Abstract 51

Introduction IL-1β and IL-1ra in cross sectional studies are higher in neonatal sepsis compared to controls, but the background concentrations have not been studied. Longitudinal changes in the concentrations of IL-1β, IL-1 receptor antagonist (IL-1ra) and the soluble form of the type II receptor of IL-1 (IL-1sRII) were measured to determine the IL-1β bioactivity in babies admitted to the NNU. Populations of differing gestation and outcome were compared.

Methods Serum concentrations of each ligand were measured at 7 predetermined times over 3 weeks in 26 neonates. Times of acute inflammation were avoided.

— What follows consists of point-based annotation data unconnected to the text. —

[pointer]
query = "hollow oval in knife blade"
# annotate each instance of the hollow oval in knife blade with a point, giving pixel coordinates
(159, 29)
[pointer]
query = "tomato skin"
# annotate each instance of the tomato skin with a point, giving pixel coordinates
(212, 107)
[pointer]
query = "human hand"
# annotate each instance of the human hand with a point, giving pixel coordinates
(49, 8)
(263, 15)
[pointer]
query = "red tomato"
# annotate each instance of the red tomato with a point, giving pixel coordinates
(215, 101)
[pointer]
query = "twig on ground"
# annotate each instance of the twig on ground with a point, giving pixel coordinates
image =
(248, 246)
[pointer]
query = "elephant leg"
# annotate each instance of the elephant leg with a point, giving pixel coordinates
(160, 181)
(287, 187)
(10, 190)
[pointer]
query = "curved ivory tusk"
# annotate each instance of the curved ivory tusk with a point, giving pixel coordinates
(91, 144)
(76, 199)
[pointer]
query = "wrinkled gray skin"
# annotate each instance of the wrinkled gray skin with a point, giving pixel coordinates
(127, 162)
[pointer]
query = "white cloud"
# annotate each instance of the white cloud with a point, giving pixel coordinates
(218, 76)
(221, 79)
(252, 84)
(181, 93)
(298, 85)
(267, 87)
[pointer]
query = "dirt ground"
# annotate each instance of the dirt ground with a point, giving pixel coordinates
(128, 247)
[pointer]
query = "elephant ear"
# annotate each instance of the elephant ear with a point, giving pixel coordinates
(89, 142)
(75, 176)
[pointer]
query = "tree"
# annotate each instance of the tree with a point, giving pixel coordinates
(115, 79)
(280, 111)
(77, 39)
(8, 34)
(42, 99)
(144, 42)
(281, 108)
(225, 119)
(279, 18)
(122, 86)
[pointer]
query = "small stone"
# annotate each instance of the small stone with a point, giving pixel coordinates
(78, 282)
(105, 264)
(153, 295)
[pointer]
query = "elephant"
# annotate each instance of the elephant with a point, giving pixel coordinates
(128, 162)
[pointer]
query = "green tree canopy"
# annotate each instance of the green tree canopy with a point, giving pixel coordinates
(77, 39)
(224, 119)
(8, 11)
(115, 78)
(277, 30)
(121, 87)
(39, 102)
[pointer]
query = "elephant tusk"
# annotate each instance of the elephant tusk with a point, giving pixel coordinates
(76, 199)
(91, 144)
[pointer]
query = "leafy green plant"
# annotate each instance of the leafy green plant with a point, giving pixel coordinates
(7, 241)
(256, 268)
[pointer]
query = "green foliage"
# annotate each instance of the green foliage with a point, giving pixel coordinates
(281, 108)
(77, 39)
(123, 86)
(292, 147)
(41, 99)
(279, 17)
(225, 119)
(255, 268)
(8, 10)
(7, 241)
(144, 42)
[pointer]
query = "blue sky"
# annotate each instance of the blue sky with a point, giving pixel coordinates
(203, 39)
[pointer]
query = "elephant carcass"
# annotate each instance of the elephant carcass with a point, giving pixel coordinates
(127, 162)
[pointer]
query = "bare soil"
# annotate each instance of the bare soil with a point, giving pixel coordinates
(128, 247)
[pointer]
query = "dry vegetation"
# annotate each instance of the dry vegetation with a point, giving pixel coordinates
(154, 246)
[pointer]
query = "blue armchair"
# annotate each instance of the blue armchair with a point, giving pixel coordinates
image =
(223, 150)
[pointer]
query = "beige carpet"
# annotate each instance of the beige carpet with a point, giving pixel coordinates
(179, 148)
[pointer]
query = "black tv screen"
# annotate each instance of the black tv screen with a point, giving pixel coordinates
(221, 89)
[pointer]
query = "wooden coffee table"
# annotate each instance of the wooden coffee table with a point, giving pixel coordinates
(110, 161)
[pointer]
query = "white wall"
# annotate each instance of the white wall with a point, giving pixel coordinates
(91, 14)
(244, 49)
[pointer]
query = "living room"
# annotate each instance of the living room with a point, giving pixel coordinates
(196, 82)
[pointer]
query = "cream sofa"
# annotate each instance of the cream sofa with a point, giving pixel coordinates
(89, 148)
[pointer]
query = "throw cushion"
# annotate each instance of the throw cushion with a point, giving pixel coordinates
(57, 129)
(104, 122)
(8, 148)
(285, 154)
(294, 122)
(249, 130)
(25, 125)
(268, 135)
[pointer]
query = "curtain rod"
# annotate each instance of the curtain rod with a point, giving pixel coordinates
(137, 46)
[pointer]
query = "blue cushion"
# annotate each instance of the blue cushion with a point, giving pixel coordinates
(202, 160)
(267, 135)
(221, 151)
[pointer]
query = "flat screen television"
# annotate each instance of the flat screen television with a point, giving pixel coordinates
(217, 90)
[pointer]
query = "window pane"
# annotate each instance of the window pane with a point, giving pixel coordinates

Results Neonates <28 weeks gestation (n=14) had greater median values (range) of each cytokine than those >28wk {IL-1β=1.2 (undetectable (UD)-5.74) vs 0.4 (UD-2.99) (p<0.05), IL-1ra=12000 (2040-39900) vs 3100 (680-23700) (p<0.05), IL-1sRII = 21000 (14400-34800) vs 16000 (11500-17900) (p=0.3)}. Of the neonates <33 weeks gestation (n=19) those who developed chronic lung disease (n=11) had higher values than those who did not {IL-1β=1.6 (0.4-16.7) vs 0.37 (UD-2.83) (p<0.01), IL-1ra - 14000 (2370-50000) vs 2700 (620-18500) (p<0.01), IL-1sRII=21000 (13700-29500) vs 20000 (16400-29200) (p=0.3)}.

Conclusions Sicker neonates had consistently higher concentrations of IL-1β and IL-1ra suggesting that they are in a more persistent inflammatory state.